Malayan Banking - A slow 1Q HOLD

kiasutrader
Publish date: Mon, 27 May 2013, 11:05 AM

- We maintain our HOLD rating on Malayan Banking Bhd (Maybank), with an unchanged fair value of RM10.20/share. This is based on an ROE of 14.0% FY13F, which translates into a fair P/BV of 1.9x.

- Maybank’s 1QFY13, if annualised came in 5.1% below ours and 3.1% below consensus estimates. The 1Q made up 23.7% of ours and 24.2% of consensus FY13F net earnings forecasts.

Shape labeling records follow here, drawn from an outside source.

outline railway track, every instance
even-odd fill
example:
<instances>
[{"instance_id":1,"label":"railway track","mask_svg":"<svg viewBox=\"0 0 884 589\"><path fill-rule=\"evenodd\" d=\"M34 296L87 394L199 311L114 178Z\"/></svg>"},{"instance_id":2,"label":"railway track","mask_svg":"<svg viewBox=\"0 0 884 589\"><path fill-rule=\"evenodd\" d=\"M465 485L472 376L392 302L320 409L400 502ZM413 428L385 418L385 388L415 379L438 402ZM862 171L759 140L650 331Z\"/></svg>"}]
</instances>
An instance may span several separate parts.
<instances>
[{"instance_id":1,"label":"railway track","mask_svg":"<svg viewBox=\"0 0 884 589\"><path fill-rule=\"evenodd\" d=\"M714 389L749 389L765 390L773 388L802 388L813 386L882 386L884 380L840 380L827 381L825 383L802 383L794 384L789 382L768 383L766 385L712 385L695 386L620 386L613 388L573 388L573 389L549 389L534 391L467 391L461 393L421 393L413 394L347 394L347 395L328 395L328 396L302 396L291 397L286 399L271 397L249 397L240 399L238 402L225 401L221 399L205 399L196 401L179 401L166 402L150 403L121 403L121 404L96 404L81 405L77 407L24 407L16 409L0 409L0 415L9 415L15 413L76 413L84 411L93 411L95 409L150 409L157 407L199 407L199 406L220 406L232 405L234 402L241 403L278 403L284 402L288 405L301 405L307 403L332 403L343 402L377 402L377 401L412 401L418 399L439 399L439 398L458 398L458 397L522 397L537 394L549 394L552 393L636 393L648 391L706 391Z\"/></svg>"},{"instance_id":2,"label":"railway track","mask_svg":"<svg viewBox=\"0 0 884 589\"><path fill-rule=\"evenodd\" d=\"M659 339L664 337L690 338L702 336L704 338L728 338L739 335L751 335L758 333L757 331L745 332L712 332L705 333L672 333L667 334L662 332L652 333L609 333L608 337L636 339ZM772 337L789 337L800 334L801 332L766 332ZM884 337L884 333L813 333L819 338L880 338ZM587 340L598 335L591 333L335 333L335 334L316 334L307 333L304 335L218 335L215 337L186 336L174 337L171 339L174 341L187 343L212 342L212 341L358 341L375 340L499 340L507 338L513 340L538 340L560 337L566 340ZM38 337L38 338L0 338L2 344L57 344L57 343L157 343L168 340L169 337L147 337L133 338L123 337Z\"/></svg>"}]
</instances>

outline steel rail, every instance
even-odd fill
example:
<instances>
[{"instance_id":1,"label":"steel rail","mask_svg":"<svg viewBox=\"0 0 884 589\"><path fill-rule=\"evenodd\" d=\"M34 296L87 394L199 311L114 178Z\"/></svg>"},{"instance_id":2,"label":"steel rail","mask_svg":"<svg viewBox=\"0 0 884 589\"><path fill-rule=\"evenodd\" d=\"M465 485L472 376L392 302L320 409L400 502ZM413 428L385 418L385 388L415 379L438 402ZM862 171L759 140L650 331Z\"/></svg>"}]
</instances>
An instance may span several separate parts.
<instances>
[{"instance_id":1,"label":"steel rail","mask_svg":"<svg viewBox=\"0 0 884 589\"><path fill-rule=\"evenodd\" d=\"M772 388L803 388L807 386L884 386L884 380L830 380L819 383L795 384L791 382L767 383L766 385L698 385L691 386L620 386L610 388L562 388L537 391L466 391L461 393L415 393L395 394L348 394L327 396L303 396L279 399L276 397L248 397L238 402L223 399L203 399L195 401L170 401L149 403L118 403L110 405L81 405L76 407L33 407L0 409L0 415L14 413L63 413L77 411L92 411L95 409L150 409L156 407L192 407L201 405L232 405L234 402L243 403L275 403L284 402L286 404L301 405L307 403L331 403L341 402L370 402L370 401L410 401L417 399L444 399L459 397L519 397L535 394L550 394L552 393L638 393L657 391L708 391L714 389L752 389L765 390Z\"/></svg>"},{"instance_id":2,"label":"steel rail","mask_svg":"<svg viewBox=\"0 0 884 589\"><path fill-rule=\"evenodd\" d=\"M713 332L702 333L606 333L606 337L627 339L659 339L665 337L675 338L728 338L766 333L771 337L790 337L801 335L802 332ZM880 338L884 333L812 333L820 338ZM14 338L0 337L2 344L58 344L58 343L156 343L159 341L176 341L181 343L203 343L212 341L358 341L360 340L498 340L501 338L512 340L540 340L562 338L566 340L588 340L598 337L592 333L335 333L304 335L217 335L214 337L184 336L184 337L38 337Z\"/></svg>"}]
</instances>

- Group loans growth was muted at 1.5% QoQ in 1QFY13, compared to 4.7% QoQ in 4QFY12. This translates into annualised loans growth of 5.8%, below the targeted 12.0% for FY13F. However, this is in line with earlier indications that larger corporate and ETP-related loans’ disbursements were slow before the general elections, with indications of firmer disbursement schedule coming in only in May and June 2013. NIM improved 1bps, due to slower loans growth- thus coming in above the earlier target of a NIM decline of about 10bps YoY for FY13F. However NIM is expected to decline ahead with a pick-up in loans growth.

- There was an increase in absolute gross impaired loans balance by 7.5% QoQ in 1QFY13 (4QFY12: -2.5% QoQ). Thus, gross impaired loans ratio has recorded a corresponding uptick to 1.9% in 1QFY13 (4QFY12: 1.8%). Credit cost was still 11bps in 1QFY13, below the target of 30bps for FY13F. With low loan loss provision and an uptick in impaired loans, loan loss cover is also consequently lower and has fallen below the 100% level, at 99.2% in 1QFY13 (4QFY12: 105.6%).

- The fresh impaired loans are likely related to a couple of medium-sized newly impaired loans, with one likely in the domestic-oriented segment and the other in the exports segment. The company alluded that the impaired loans included selected manufacturing accounts. Looking ahead, the company does not foresee these to be indicative of systemic in nature, as the reasons for the impairment are quite varied. Among these are related to cost overruns on projects for one particular impaired loan, while another is related to foreign expansion plans.

- Maybank’s 1QFY13 is soft in terms of slower-thanexpected loans growth, and uptick in impaired loans. We expect high dividend to remain the main driver for share price movement. The company hopes to maintain high dividend payout with continuing DRP plan. We expect another RM0.10 increase to our dividend forecast if we upgrade our dividend payout ratio to 75% from 55.9% FY13F. Maintain HOLD.